IRVINE, CA--(Marketwired - April 11, 2014) - Last December, President Obama proclaimed that inequality is the "defining challenge of our time," and pledged to devote the rest of his presidency to fighting it. The left is cheering him on. The right believes that inequality is not as serious a problem as the president makes it out to be. Even many libertarians are torn over the issue.
But is inequality a problem at all, and if so, for whom? Is the growing gap between rich and poor a national crisis, a problem to be dealt with through more economic growth, or a natural consequence of freedom?
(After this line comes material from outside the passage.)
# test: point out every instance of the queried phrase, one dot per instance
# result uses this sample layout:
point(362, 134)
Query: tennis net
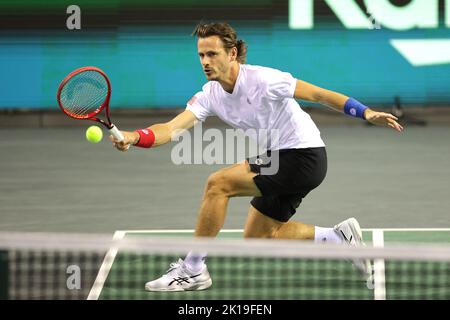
point(81, 266)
Join our noted speakers on April 17 for a spirited and informative debate that promises to be unlike anything you have heard about this issue before.
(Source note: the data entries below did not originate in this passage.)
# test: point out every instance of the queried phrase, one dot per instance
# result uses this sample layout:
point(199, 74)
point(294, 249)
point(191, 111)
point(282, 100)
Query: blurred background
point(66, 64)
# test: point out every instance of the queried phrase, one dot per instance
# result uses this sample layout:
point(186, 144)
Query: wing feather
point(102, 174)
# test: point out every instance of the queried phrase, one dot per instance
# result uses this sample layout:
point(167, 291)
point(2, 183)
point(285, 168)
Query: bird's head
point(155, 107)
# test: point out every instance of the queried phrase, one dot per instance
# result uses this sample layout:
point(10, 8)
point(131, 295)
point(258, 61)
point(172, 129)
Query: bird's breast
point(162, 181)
Dr. Yaron Brook, executive director of the Ayn Rand Institute, is a noted international speaker who defends laissez-faire capitalism and the principles of a free society from the perspective of Ayn Rand's philosophy of Objectivism. He is coauthor of the book "Free Market Revolution: How Ayn Rand's Ideas Can End Big Government," published in 2012.
Dr. James Galbraith, holder of the Lloyd M. Bentsen Jr. Chair in Government/Business Relations at UT-Austin, is the head of the UT Inequality Project, and author of six books and hundreds of scholarly articles. His most recent book, "Unbearable Cost: Bush, Greenspan and the Economics of Empire" was published in 2006.
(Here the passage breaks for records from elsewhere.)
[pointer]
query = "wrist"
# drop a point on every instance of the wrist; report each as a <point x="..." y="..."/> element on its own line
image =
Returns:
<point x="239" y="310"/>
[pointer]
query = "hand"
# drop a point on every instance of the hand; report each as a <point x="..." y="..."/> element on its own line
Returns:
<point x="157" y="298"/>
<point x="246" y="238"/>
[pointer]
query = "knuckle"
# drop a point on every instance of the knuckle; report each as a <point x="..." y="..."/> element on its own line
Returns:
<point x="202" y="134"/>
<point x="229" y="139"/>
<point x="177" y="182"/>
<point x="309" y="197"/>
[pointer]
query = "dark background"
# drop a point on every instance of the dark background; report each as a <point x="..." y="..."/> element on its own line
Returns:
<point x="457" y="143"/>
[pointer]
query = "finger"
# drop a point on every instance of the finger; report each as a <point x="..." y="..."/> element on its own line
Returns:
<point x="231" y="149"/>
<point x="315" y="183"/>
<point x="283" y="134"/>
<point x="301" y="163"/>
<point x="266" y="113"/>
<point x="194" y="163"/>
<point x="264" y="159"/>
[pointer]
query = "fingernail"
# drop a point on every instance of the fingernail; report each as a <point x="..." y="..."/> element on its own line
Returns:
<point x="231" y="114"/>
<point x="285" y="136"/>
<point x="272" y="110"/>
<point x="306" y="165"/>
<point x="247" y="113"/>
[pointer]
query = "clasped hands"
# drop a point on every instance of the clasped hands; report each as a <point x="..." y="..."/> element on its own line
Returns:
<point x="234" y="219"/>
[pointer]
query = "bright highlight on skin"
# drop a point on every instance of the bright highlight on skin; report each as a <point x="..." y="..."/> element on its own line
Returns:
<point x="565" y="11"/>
For details about this historic debate, visit UT Objectivism Society's Facebook event page.
The Ayn Rand Institute (ARI) headquartered in Irvine, Calif., is a 501(c)(3) nonprofit. organization that works to introduce the world to Ayn Rand's novels, to support scholarship and research based on her ideas and to promote the principles of reason, rational self-interest, individual rights and laissez-faire capitalism. The Institute is named for novelist-philosopher Ayn Rand (1905-1982), who is best known for her novels The Fountainhead and Atlas Shrugged.
This event is organized, hosted and sponsored by an organization other than the Ayn Rand Institute. The Ayn Rand Institute does not necessarily agree with all of the content that will be presented.